Besides when the test comprises of several variables at a time, it gives rise to another type of test known as multivariate tests which is more complex that A/B test. The use of this of multivariate tests helps to detect various problems on the website and further explore the causes of the difficulties such as few users subscribing, high rebound rate, or few people conversing on the website, the act that is attributed problems of design, overload of the information and inappropriate font size among other issues. These problems have direct influence on the revenue of the company. Therefore, it is important for the company to carry out continuous testing using A/B testing to increase the bandwidth and allow higher percentage of communication.
What is the A/B testing method?
A/B testing methods is based creating and evaluating two versions of the same elements that the company is expected to introduce into the market. For example, the company may intend to introduce blue and yellow CTA buttons. The method involves the evaluation of each version to determine the effective version that work best. Contrarily, making many variations has considerable benefits since it keeps many users connected and it does not have any negative impacts on the users. many variations also increase the revenues to the company because it increases the number of subscribers to the link. The effective use of A/B model is based on focusing the attention on the elements that affect the rate of opening an email, and the clicks that made by the users on the landing page. Some of the elements tested in the A/B test include;
- Colors, sizes, words, and location of the CTAs
- The titles and the bodies of the product description
- The form extension and the type of field used
- The visual structure or the design of the webpage
- The ways of presenting the promotional offers and the prices of the products.

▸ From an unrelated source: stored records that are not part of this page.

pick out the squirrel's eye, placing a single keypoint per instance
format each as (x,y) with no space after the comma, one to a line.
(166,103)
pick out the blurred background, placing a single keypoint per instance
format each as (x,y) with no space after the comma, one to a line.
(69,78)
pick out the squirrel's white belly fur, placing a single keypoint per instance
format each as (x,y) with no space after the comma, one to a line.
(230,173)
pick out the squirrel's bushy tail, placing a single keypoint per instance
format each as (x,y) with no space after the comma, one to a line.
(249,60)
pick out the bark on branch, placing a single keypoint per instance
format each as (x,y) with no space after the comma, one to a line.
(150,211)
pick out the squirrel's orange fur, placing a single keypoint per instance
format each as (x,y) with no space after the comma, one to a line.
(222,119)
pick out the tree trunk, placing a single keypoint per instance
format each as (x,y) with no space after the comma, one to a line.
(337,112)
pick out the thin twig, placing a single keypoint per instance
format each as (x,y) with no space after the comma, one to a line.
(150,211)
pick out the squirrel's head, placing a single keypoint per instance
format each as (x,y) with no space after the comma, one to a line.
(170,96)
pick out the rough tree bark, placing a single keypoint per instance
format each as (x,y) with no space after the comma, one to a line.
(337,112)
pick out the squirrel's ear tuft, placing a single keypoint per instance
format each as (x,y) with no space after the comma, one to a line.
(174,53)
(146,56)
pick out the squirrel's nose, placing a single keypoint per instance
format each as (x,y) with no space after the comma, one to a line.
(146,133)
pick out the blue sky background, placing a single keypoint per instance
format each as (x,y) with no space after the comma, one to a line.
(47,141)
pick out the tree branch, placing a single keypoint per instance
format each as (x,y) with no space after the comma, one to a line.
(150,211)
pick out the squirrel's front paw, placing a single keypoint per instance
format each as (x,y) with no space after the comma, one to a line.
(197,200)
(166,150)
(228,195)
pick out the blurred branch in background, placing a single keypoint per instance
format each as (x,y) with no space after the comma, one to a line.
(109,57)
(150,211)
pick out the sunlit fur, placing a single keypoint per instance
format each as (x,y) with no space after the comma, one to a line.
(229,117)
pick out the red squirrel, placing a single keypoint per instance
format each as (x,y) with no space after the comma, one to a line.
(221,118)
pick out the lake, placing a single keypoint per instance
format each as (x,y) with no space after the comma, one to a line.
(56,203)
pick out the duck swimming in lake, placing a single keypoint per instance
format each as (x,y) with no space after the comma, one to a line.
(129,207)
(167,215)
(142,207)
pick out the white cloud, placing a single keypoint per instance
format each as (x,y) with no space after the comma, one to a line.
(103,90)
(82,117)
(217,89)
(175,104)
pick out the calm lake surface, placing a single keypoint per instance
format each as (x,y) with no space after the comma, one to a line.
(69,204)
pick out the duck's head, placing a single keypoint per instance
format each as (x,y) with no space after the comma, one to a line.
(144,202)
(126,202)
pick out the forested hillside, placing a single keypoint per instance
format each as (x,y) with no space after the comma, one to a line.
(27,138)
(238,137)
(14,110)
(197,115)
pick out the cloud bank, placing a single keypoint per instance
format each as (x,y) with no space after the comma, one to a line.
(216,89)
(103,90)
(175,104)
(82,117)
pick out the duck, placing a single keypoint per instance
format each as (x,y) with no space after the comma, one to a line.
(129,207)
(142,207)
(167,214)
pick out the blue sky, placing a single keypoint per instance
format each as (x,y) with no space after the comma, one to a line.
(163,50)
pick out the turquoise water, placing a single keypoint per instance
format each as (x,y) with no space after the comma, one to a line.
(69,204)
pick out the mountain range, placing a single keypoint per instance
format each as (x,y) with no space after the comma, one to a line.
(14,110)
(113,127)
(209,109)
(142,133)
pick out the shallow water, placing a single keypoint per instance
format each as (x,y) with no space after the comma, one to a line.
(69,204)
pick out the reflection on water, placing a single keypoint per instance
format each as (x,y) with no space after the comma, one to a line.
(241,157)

- The presentation of the elements of images such as content, purposes, quantity and location of the pages and landings of the products.
- The quantity of texts on the blog post or web page.
Any change that occurs to the variables under test are useful, and therefore, I recommend that at the start of the test, the analyst should try to differentiate variables as much as possible to arrive at conclusive decision on what the direction the test should take. For example, when the company has the website that has both yellow and green colors and intends to optimize the Ads, it should not start the process by carrying out A/B test through switching between the yellow tones. Rather the process should begin by testing the color that work best between yellow and green.
Secondly, I would recommend that the analysist should not put a limit of the number of tests he performs. The analyst can improve the result by carrying out many tests to determine with high level of certainty the best element. The analysist should not base his conclusion on the first test. Rather it should be based on critical analysis of various successive tests. In additional before deciding on the element, the analysist should ask questions such as, is the test effectively done? Has the test managed to improve the website? After confirming these questions, the analyst can go on make conclusion. Besides, during the process, the analysts observe inquisitive behavior trends.
Appropriate observation of A/B trend behavior helps the analyst to determine the improvements in the tests. The method is also a quantitative approach that measures and improve understanding the behaviors patterns and help in developing solutions to problems facing the effectiveness. Lastly, the analysts should not alter the data and the results since they are the key elements for improving the platform.